Il sesto doppio fallo di Serena, però, seguito da un gratuito di rovescio, restituisce subito il break a Naomi, Williams infuriata frantuma la racchetta, e si prende il secondo warning, con annesso penalty point, si partirà da 15-0 per l’avversaria nel sesto game. Protesta ancora Serena con l’arbitro portoghese Carlos Ramos: “Io non ho mai imbrogliato in vita mia, non era coaching quello di prima, ho una figlia, non imbroglio, mi devi delle scuse!“, lo sfogo è quasi una crisi di nervi. Serafica e indifferente al tutto, Naomi molla quattro bastonate e pareggia 3-3. Il dritto in cross di Osaka continua a far male a Williams, che non si allunga bene sul lato destro, si conquista un’ulteriore palla break, e la trasforma passando con il dritto, 4-3. Serena continua a dirne di tutti i colori Ramos al cambio campo: “Tu stai attaccando il mio carattere, dicendo che ho imbrogliato, sei tu il bugiardo, non mi arbitrerai mai più, mi devi delle scuse, sei tu il ladro, mi hai rubato un punto!“. Inevitabile “verbal abuse”, e a questo punto viene annunciato “game penalty”. Arriva il supervisor sul campo, Serena è sull’orlo delle lacrime. “Mi è successo troppe volte questo, non è giusto, lo so che non puoi cambiare questo, ma non è giusto!“, che dramma, roba mai vista. Nulla da fare però, 5-3 d’ufficio, e serve di nuovo Williams. Tiene a zero di rabbia Serena, 5-4, e continua a protestare con il supervisor, adesso sta apertamente piangendo, è una scena surreale e sinceramente triste, non in positivo. Ricorda la scenata del 2009 contro Kim Cljisters, con il litigo con la giudice di linea, e la conseguente squalifica.

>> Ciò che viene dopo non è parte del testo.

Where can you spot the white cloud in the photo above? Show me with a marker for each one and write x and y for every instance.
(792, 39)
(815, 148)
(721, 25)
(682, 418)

Senza fare una piega, Naomi tiene il servizio a 30, e chiude lo US Open femminile con una battuta vincente esterna, conquistando il suo primo Slam in un’atmosfera purtroppo molto strana, che peccato. Fantastica Osaka a non scomporsi nella caciara che si è scatenata, una serenità mentale incredibile. Serena la abbraccia e si scusa con lei, ma poi va ancora a muso duro a chedere conto del suo operato a Ramos. Rimane una favolosa cavalcata di questa ragazza così fuori dagli schemi, solare, ma fortissima, la speranza è che questo primo grande trionfo non venga ricordato più per l’autentico “sbrocco” di Williams. Perchè stasera è definitivamente nata una stella, e brillerà a lungo.

Non voglio parlare di nulla, vi dico solo che lei ha giocato alla grande, ha vinto il suo primo Slam“, dice Serena in lacrime alla fine. “Siamo positivi, e festeggiamo Naomi, basta fischi, congratulazioni  a lei, se lo merita. Spero tanto di tornare qui a giocare l’anno prossimo“. Tanto istintiva ed emotiva in campo, altrettanto consapevole e sportiva nel voler subito smorzare i toni dopo il match per non rovinare la festa di Osaka, almeno questo a Williams va riconosciuto. “Mi dispiace che sia finita così, so che tutti facevano il tifo per lei“, dice quasi sottovoce una dolcissima Naomi.Grazie per aver guardato la partita. Significa molto per me che mia mamma sia venuta a vedermi, non lo fa spesso. Sognavo di giocare con Serena in una finale allo US Open, sono felice che sia potuto succedere, grazie”.

Resiste quindi il record di 24 Slam di Margaret Court, curiosamente conquistato qui allo US Open questo stesso giorno di 45 anni fa, l’8 settembre del 1973.